Scientific Research
The prospect of gaining new insights into the etiology of complex diseases, such as cancers, is rapidly rising with the availability of new measurement technologies, increasing access to large electronic databases and establishment of new cohorts and biobanks. I lead a broad research program in developing and applying quantitative methods for design and analysis of modern large scale biomedical studies with the goals of identifying new risk factors and biomarkers, understanding disease mechanisms, developing models for disease risk prediction and evaluate risk-based strategies for disease prevention. My endeavor in the field has been illustrated through my leadership in design and analysis of a variety of genome-wide association studies (GWAS) that have led to identification new cancer susceptibility SNPs; characterization of genetic architecture and gene-environment interactions; and better understanding of potential for genetic risk stratification for precision cancer prevention. As I had worked at NCI for 16 years, a lot of my subject areas of expertise involves cancers. But many of the concepts, methodologies and tools we have developed are equally applicable to other diseases.
Statistical Genetics
My interest in statistical genetics began when I started my post-doctoral Fellowship at NCI in 1999. I got introduced to basic concepts of genetics while developed methods for estimating risk (penetrance) associated with rare high-penetrant mutations, such as those in the BRCA1/2 genes, using data from the kin-cohort design pioneered by my mentor late, Dr. Sholom Wacholder. Subsequently, I developed an interest in studying gene-environment interactions, specially in the context of epidemiologic case-control design where there is considerable potential for ganing efficiency by novel analytic strategies. I began collaborating in genome-wide association studies from its early days (2006-7) and turned my attention towards a rich set of methodological issues arising from these high throughout agnostic studies.
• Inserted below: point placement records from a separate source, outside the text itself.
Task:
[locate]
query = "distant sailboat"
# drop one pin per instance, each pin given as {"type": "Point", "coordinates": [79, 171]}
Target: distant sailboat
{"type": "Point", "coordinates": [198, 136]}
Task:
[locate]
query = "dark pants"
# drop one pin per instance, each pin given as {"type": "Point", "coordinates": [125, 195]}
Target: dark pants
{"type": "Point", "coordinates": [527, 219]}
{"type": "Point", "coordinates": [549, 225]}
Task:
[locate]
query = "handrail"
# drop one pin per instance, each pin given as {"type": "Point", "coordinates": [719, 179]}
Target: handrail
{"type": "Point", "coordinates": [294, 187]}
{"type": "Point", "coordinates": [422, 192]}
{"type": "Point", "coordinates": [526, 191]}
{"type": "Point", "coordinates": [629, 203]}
My collaborators and I developed powerful methods for genetic association testing within biologic pathways, meta-analysis accross heterogeneous phenoypes and large-scale exploration of gene-gene and gene-envionment interactions. We also conducted foundational studies establishing mathematical framework to understand potential yield for future GWAS as a function of sample size and genetic architecture of the underlying traits. Applications of these and other methods have led to new insights to genetic basis of cancers as well as a number of other complex traits. We are currently developing methods for integrating various types of functional and annotation information for analysis and interpretation of future GWAS of common and rare variants.
Disease risk prediction
As we develop better understanding of disease risk factors, including genetic susceptibility, biomarkers, environmental and life-style factors, it is critical that such knowledge is translated for developing more effective strategies for disease prevention. A critical step towards this goal is to develop tools that can be used to predict future risk of diseases in healthy individuals and then tailor Disease risk prediction strategies for primary and secondary disease preventions based on individualized risks. Over several years, we have been developing methods for building, validating and assessing risk prediction models that can incorporate both genetic and non-genetic risk factors of diseases. We are studying powerful yet simple methods for constructing predictive polygenic risk score (PRS) using data from GWAS. Most recently, we have developed and distributed a software package, Individualized Coherent Absolute Risk Estimator (iCARE), for building models to predict absolute risks of diseases by synthesizing information from different data sources. We have used this methodology to develop specific models for risk prediction of breast cancer and have assessed clinical utility of such models.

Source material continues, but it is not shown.